Martin Elizabeth M, Stýblo Miroslav, Fry Rebecca C
Department of Environmental Sciences & Engineering, Gillings School of Global Public Health, University of North Carolina, Chapel Hill, NC, USA.
Department of Nutrition, Gillings School of Global Public Health, University of North Carolina at Chapel Hill, Chapel Hill, NC, USA.
Epigenomics. 2017 May;9(5):701-710. doi: 10.2217/epi-2016-0097. Epub 2017 May 4.

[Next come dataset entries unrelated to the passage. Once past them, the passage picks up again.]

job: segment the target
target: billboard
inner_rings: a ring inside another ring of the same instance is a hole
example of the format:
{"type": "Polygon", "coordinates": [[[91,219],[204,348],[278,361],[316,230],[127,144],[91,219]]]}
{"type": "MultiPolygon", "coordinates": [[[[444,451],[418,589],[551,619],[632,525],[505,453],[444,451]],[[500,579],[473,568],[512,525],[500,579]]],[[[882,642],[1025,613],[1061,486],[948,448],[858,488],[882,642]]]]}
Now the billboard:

Chronic exposure to arsenic has been associated with the development of diabetes mellitus (DM), a disease characterized by hyperglycemia resulting from dysregulation of glucose homeostasis. This review summarizes four major mechanisms by which arsenic induces diabetes, namely inhibition of insulin-dependent glucose uptake, pancreatic β-cell damage, pancreatic β-cell dysfunction and stimulation of liver gluconeogenesis that are supported by both in vivo and in vitro studies. Additionally, the role of polymorphic variants associated with arsenic toxicity and disease susceptibility, as well as epigenetic modifications associated with arsenic exposure, are considered in the context of arsenic-associated DM. Taken together, in vitro, in vivo and human genetic/epigenetic studies support that arsenic has the potential to induce DM phenotypes and impair key pathways involved in the regulation of glucose homeostasis.
长期接触砷已被证实与糖尿病(DM)的发生有关,糖尿病是一种因葡萄糖稳态失调导致血糖升高为特征的疾病。本综述总结了砷诱导糖尿病的四种主要机制,即抑制胰岛素依赖的葡萄糖摄取、胰腺β细胞损伤、胰腺β细胞功能障碍以及刺激肝脏糖异生,体内和体外研究均支持这些机制。此外,还在砷相关糖尿病的背景下探讨了与砷毒性和疾病易感性相关的多态性变体的作用,以及与砷暴露相关的表观遗传修饰。综上所述,体外、体内以及人类遗传/表观遗传学研究均支持砷具有诱导糖尿病表型并损害参与葡萄糖稳态调节的关键途径的潜力。